The attended cross-correlation functions in clusters 1 through 3 peaked at the same latencies (90, 200, and 350 ms) that were observed in the channel-space cross correlations. The overall shape of each of those cluster's attended response was similar (i.e., a positive, a negative, then another positive deflection from zero), but the strength of each peak varied. Clusters 1 and 3 had robust responses at all three latencies. Cluster 2 had a strong response at 90 ms but greatly reduced responses at 200 and 350 ms. Cluster 3 also contained a significant response at a 15-ms latency, which is too fast for a cortical response and more likely reflected the brain stem response to speech (Chandrasekaran and Kraus 2010).

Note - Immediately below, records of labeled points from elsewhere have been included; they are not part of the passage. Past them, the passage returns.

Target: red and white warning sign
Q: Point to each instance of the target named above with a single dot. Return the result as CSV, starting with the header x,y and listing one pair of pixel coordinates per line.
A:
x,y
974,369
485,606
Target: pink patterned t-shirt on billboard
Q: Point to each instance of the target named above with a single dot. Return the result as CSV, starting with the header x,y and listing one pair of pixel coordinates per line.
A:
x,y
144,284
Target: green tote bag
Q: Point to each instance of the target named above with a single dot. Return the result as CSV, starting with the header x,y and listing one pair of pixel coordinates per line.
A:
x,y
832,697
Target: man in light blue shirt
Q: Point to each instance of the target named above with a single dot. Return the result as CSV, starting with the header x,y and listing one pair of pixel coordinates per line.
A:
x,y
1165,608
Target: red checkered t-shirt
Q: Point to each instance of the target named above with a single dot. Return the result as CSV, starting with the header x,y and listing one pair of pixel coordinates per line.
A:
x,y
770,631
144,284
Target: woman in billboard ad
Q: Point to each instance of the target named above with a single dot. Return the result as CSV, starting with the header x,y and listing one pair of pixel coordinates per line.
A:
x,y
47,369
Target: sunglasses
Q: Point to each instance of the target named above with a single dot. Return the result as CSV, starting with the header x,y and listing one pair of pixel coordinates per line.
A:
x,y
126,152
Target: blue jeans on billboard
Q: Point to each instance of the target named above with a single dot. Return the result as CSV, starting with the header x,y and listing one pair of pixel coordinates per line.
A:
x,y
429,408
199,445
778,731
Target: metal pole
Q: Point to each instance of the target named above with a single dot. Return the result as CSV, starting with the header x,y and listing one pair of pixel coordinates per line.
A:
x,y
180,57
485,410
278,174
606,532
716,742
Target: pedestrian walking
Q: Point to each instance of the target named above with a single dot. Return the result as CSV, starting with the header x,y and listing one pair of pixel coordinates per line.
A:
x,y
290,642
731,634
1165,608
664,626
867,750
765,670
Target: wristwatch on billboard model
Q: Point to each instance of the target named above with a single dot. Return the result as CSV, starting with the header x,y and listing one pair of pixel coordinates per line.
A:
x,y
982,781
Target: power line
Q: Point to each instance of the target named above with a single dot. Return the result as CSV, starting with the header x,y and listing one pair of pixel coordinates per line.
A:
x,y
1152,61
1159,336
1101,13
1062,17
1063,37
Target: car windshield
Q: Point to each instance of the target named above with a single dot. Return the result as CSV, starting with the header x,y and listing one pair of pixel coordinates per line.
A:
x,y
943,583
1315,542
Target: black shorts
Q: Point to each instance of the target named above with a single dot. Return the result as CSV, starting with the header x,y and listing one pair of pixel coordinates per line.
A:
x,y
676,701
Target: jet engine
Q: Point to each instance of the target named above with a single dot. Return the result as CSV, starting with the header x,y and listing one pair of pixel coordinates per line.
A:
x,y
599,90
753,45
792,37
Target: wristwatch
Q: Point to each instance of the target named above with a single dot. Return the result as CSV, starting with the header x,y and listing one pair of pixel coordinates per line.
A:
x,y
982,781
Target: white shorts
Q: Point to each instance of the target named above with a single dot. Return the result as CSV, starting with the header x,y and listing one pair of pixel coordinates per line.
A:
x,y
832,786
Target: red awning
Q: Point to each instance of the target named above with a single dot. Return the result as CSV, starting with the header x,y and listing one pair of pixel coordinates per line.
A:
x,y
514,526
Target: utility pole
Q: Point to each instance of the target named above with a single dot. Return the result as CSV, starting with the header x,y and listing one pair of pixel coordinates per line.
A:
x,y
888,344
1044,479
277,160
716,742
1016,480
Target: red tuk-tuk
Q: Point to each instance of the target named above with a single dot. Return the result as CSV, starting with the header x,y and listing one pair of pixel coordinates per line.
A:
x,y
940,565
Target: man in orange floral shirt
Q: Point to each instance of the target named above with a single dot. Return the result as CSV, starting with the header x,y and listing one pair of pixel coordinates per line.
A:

In looking at the time-frequency representations of the attended responses (Fig. 5D), we observed that the peak frequency content of clusters 1 and 2 fell at the edge of the delta and theta bands, while that of cluster 3 fell slightly higher in the low theta band. That could indicate a difference in which frequencies in the envelope were preferably tracked by each cluster's source. Alternatively, the frequency content of clusters 1 and 2 could appear lower if their responses were less consistent in latency, since temporal jitter tends to smooth out estimations of evoked responses.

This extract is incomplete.